Suppose the public schools were to install a course in “Substances” which teaches students that taking drugs is risky because it might damage your health, make you a dangerous driver, and even send you to jail, but that, if you think you might take drugs anyway, please visit Room 202 where our “specialists” will teach you how to avoid getting caught and even provide you with the necessary drug paraphernalia.
The probable reaction would be that parents would organize a protest, a principal would be fired, and new school board members would be elected. But this is exactly the kind of argument that is fueling a new phenomenon: the installation of “sex clinics” inside public schools to dispense contraceptives to unmarried teenagers.

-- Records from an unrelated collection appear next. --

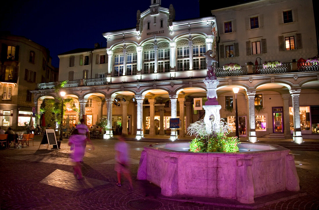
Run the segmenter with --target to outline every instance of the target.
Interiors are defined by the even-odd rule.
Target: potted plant
[[[225,71],[232,71],[234,70],[239,70],[241,66],[237,63],[231,63],[226,64],[223,66],[223,69]]]
[[[263,64],[263,67],[264,69],[266,69],[268,68],[274,68],[281,65],[281,63],[280,61],[265,61]]]
[[[246,63],[246,65],[247,66],[247,73],[248,74],[253,74],[254,72],[253,71],[253,65],[254,63],[251,61],[248,61]]]

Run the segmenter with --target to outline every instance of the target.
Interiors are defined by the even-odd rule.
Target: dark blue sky
[[[23,36],[48,49],[52,64],[57,55],[78,48],[106,46],[103,32],[135,27],[136,12],[149,8],[150,0],[12,0],[2,3],[0,30]],[[176,20],[199,17],[198,0],[162,0],[172,4]]]

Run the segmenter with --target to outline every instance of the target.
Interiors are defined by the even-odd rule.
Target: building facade
[[[204,54],[211,50],[217,65],[241,65],[237,70],[216,69],[221,116],[232,124],[235,120],[232,89],[240,88],[240,136],[249,136],[254,142],[270,133],[290,138],[293,131],[298,141],[303,137],[318,138],[315,129],[319,123],[318,66],[293,60],[318,53],[313,13],[300,12],[296,18],[298,5],[310,7],[311,1],[271,2],[256,1],[213,11],[211,17],[175,21],[172,5],[163,8],[160,1],[153,0],[149,9],[137,11],[135,28],[103,34],[107,48],[97,46],[59,55],[59,80],[67,80],[66,97],[73,99],[79,116],[85,115],[89,126],[101,117],[108,120],[109,136],[134,134],[140,139],[144,134],[166,134],[174,140],[184,136],[189,124],[204,115]],[[285,13],[290,8],[294,11],[292,22],[266,21],[265,18],[281,19],[282,15],[290,21],[290,12]],[[253,8],[255,11],[249,14]],[[253,19],[250,24],[255,28],[246,28],[246,17]],[[306,19],[310,23],[307,26],[300,23]],[[245,65],[257,57],[280,60],[283,64],[268,68],[260,63]],[[56,96],[53,89],[56,84],[38,84],[33,91],[36,107],[46,97]],[[66,114],[78,120],[78,113],[72,111]],[[171,118],[180,119],[179,129],[169,129]]]
[[[48,50],[25,37],[1,32],[0,44],[0,126],[25,130],[34,106],[30,91],[37,83],[56,81],[58,71]]]

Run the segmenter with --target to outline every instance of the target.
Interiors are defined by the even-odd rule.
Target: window
[[[105,55],[100,56],[100,64],[105,63]]]
[[[205,44],[193,47],[193,69],[199,70],[206,68],[206,59],[203,56],[206,51]]]
[[[11,87],[4,87],[2,99],[9,100],[11,99],[11,92],[12,88]]]
[[[2,113],[2,116],[0,116],[1,119],[2,126],[10,126],[10,117],[11,116],[11,112],[10,110],[4,110]],[[29,118],[30,119],[30,118]]]
[[[14,60],[14,55],[16,53],[16,47],[14,46],[8,46],[7,52],[7,59]]]
[[[137,53],[129,52],[126,54],[126,75],[136,75],[137,72]]]
[[[226,45],[225,46],[226,49],[226,57],[231,57],[234,56],[234,47],[231,45]]]
[[[189,70],[189,47],[184,46],[176,48],[177,49],[177,71]]]
[[[152,74],[154,73],[155,66],[155,50],[153,49],[144,50],[144,73]]]
[[[284,23],[293,22],[293,12],[292,10],[287,10],[283,12],[284,16]]]
[[[255,96],[255,106],[260,105],[263,106],[263,95],[256,95]]]
[[[114,77],[123,76],[124,59],[124,56],[123,54],[114,55]]]
[[[234,107],[233,96],[225,96],[225,107]]]
[[[86,104],[85,105],[85,107],[92,107],[92,99],[88,99],[86,101]]]
[[[232,30],[232,21],[224,23],[225,33],[229,33],[233,31]]]
[[[24,73],[24,80],[31,82],[35,82],[36,72],[26,69]]]
[[[251,42],[251,49],[252,50],[253,55],[260,54],[260,41],[254,41]]]
[[[169,63],[169,49],[159,49],[158,53],[159,73],[169,72],[170,67]]]
[[[259,27],[258,23],[258,17],[250,18],[250,29],[256,28]]]
[[[30,55],[29,56],[29,61],[33,64],[34,63],[34,57],[35,56],[35,53],[33,51],[30,51]],[[42,67],[43,67],[42,65]]]
[[[295,49],[295,38],[294,36],[285,37],[285,41],[286,50]]]
[[[89,65],[89,57],[88,56],[84,56],[84,64],[83,65]]]
[[[80,65],[83,65],[83,55],[81,55],[80,56]]]
[[[74,56],[70,56],[69,60],[69,67],[72,67],[74,66],[74,60],[75,57]]]
[[[30,90],[26,90],[26,101],[31,101],[32,100],[32,93],[30,92]]]

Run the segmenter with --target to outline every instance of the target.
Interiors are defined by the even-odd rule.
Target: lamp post
[[[234,92],[234,93],[235,94],[235,102],[236,104],[236,106],[235,108],[235,113],[236,113],[236,120],[235,122],[235,124],[236,127],[236,136],[237,136],[237,139],[239,139],[239,129],[238,128],[238,110],[237,109],[237,94],[238,93],[238,91],[239,91],[239,87],[233,87],[233,91]]]
[[[63,99],[64,96],[65,95],[65,92],[63,91],[60,92],[60,95],[62,97],[62,104],[61,105],[61,122],[60,122],[60,140],[62,141],[62,137],[63,135]]]

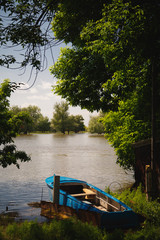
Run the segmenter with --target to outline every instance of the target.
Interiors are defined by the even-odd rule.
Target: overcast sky
[[[64,47],[64,44],[53,47],[53,56],[56,61],[59,53],[60,47]],[[8,49],[6,51],[9,51]],[[48,116],[49,119],[53,116],[53,107],[55,103],[60,103],[62,101],[60,96],[53,94],[52,85],[56,83],[56,79],[53,75],[50,74],[49,67],[53,65],[53,59],[48,54],[48,66],[47,69],[38,74],[36,83],[29,90],[16,90],[12,93],[10,98],[10,105],[18,105],[19,107],[27,107],[29,105],[36,105],[41,109],[41,113],[44,116]],[[4,67],[0,67],[0,83],[9,78],[11,81],[23,82],[25,83],[24,88],[27,88],[32,85],[34,81],[34,73],[31,80],[27,83],[29,79],[30,70],[28,69],[25,74],[22,74],[20,70],[10,70]],[[81,110],[80,107],[70,107],[70,114],[73,115],[82,115],[84,118],[84,123],[87,126],[90,116],[95,115],[96,113],[91,114],[87,110]]]

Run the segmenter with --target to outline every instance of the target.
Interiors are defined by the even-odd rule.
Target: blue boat
[[[50,201],[53,201],[54,176],[47,178]],[[101,228],[132,228],[139,226],[138,216],[126,204],[82,180],[60,176],[59,205],[77,212],[86,210],[100,215]]]

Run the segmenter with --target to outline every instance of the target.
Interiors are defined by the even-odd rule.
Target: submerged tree
[[[159,9],[156,0],[106,2],[98,9],[99,19],[90,18],[77,35],[69,32],[73,47],[62,50],[51,68],[58,79],[57,94],[72,105],[108,113],[103,121],[106,136],[124,168],[134,168],[132,143],[151,136],[151,109],[156,126],[160,119],[155,104],[160,100]],[[53,31],[59,39],[63,32],[67,41],[69,28],[60,28],[66,11],[65,3],[59,6]]]
[[[30,157],[23,151],[18,151],[13,144],[16,137],[16,129],[12,114],[9,110],[11,92],[15,91],[17,84],[5,80],[0,86],[0,165],[5,168],[14,164],[19,168],[18,160],[26,162]]]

This radical concept has been propelled forward by the argument that, since teenagers are promiscuous anyway (the euphemism is “sexually active”), therefore the schools should teach them how to avoid having babies. These sex clinics and courses teach a strange new definition of the word responsible: “responsible sexuality” means enjoying promiscuity without guilt and without having a baby.
About 30 such sex clinics were quietly introduced into public high schools last year. By last October, the promoters of this new industry felt confident enough to stage a national conference in Chicago to train the emerging army of social service professionals who want to co-opt the schools as rent-free offices for their expanding bureaucracy.
The forces advocating sex clinics have wide access to big foundation money and favorable publicity on big media. CBS 60 Minutes gave Planned Parenthood a full segment to propagandize for sex clinics, omitting the usual hostile interruptions and sneers.
The plan to install school-based sex clinics was recently criticized by Education Secretary William J. Bennett as an “abdication of moral authority.” He said that these clinics “legitimate” sexual activity while encouraging teenagers to have “sexual intimacy on their minds.”
Planned Parenthood and the social service professionals who have a vested interest in providing costly taxpayer-financed “services” to an ever-expanding constituency of “clients” have a typical knee-jerk response. David Andrews, executive vice president of the Planned Parenthood Federation, answers that we face the alternatives of “ignorance” or “pregnancies.”
Those are not the alternatives at all. The correct alternative is for the schools to teach teenagers NOT to engage in premarital sex. When we dare to say that, the liberals and sex-clinic pushers make predictable replies.
First, they say, “That’s impossible because it won’t work.” To which we should answer, “You cannot know that because it hasn’t been tried.” Ever since sex education was introduced into public schools about 30 years ago, these courses have consistently censored out all judgmental warnings against premarital sex.
Second, they say, “That’s impossible because teenagers are sexually active anyway.” To which we should answer, “A minority of teenagers are, but the majority are not. If the school legitimizes the immoral behavior of the minority, the school will be validating promiscuity by the majority.”
Third, they say, “You can’t impose your moral values on schoolchildren by telling them that premarital sex is wrong because that would breach the wall of separation of church and state.” To which we should answer, “Nonsense. There isn’t any constitutional difference between teaching teenagers that it’s wrong to have a baby and teaching them that it’s wrong to engage in premarital sex.”
Furthermore, there are many true and powerful reasons to justify teaching abstinence to teenagers without ever mentioning religion or morality. The schools can teach students that promiscuity is bad, risky, unhealthy, and stupid (especially for girls) because its consequences can be incurable VD, emotional trauma, and a forfeiture of opportunities for a lifetime marriage to an honorable and faithful spouse, college and career advancement, and economic security.
A new junior high school course called “Sex Respect” is now being piloted in Chicago schools. With creative lessons, cartoons, and jargon that appeal to teenagers, it teaches how to practice sexual abstinence from a non-religious perspective. It can be ordered from Project Respect, P. O. Box 39, Golf, IL 60029.